In the latest range test, Bjørn Nyland checks out the top-of-the-line Hyundai Ioniq 5 (the long-range version with a 72.6 kWh battery and all-wheel drive).

According to the specs, this version with 19" wheels should be good for 287 miles (462 km) on the WLTP cycle. If you opt for bigger 20" wheels, then the range will be 268 miles (431 km).

The test was conducted in fairly good conditions, however, the high-speed test was slightly affected by the rain (but only a small part of the driving).

At 90 km/h (56 mph) the result was about 461 km (287 miles) which is in line with the WLTP rating.

Bjørn Nyland estimates that he used 70.6 kWh as the energy consumption was 153 Wh/km (246 Wh/mile).

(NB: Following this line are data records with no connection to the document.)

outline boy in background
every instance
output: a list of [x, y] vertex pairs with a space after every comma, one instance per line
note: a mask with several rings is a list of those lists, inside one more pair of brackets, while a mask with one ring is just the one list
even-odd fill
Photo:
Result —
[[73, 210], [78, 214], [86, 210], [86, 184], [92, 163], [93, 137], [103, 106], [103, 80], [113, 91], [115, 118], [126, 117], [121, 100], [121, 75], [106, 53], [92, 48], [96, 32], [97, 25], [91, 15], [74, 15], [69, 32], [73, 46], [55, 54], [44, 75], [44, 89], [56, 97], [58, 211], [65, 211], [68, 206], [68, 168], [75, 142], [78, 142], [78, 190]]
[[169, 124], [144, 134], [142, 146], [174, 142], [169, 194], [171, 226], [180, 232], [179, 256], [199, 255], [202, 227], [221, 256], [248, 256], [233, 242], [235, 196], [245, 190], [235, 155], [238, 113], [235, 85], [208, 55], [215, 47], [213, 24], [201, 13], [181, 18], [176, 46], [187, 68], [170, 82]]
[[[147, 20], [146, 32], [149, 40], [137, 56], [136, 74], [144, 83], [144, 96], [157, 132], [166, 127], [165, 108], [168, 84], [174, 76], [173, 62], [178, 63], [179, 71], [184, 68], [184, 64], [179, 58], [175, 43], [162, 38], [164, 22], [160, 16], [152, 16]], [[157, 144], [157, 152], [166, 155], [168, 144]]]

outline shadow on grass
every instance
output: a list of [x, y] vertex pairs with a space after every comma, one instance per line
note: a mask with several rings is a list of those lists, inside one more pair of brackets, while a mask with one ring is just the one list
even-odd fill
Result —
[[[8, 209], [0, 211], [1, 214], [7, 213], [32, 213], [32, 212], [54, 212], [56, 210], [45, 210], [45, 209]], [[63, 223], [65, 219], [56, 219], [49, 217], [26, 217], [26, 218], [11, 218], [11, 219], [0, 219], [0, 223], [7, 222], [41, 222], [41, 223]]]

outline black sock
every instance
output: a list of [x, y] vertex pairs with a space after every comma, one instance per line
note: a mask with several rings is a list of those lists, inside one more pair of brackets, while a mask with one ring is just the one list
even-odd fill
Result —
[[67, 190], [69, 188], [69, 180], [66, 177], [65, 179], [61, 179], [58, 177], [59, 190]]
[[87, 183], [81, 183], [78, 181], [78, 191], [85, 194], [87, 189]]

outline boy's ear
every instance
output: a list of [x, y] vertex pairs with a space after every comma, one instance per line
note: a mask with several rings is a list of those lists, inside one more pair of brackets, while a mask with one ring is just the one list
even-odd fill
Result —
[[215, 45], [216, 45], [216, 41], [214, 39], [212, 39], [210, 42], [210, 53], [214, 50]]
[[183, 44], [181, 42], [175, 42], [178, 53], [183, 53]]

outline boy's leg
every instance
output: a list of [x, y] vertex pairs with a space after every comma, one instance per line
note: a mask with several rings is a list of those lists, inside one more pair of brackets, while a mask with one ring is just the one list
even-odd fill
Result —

Similar energy consumption was noted by MEB-based Audi Q4 e-tron 40 and Volkswagen ID.4 GTX (both are all-wheel drive too).

However, at a higher speed of 120 km/h (75 mph), the range drops to 289 km (180 miles), while the energy consumption surges to 244 Wh/km (393 Wh/mile) and exceeds MEB-based models.

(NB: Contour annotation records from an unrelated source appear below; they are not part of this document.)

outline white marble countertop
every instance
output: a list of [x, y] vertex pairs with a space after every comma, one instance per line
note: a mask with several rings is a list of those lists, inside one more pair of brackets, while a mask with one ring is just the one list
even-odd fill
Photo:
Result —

We must remember, it's a big and heavy car (2,200 kg) so the nearly 300 km of range is actually not bad, especially in combination with really good charging capabilities.

2021 Hyundai Ioniq 5 AWD (72.6 kWh)

Results at 90 km/h (56 mph)

  • range of 461 km (287 miles)
  • energy consumption of 153 Wh/km (246 Wh/mile)
  • used battery capacity: 70.6 kWh (estimated)
  • temperature of 25°C
  • 19" Michelin Primacy 4

Results at 120 km/h (75 mph); up 33% compared to 90 km/h:

  • range of 289 km (180 miles); down 37%
  • energy consumption of 244 Wh/km (393 Wh/mile); up 59%
  • used battery capacity: 70.6 kWh (estimated)
  • temperature of 21°C
  • 19" Michelin Primacy 4

There are also other versions of the Hyundai Ioniq 5 - with a smaller 58.2 kWh battery and rear-wheel drive. In the U.S. there will be a 77.4 kWh battery option only (potentially offering a higher range than the 72.6 kWh in Europe).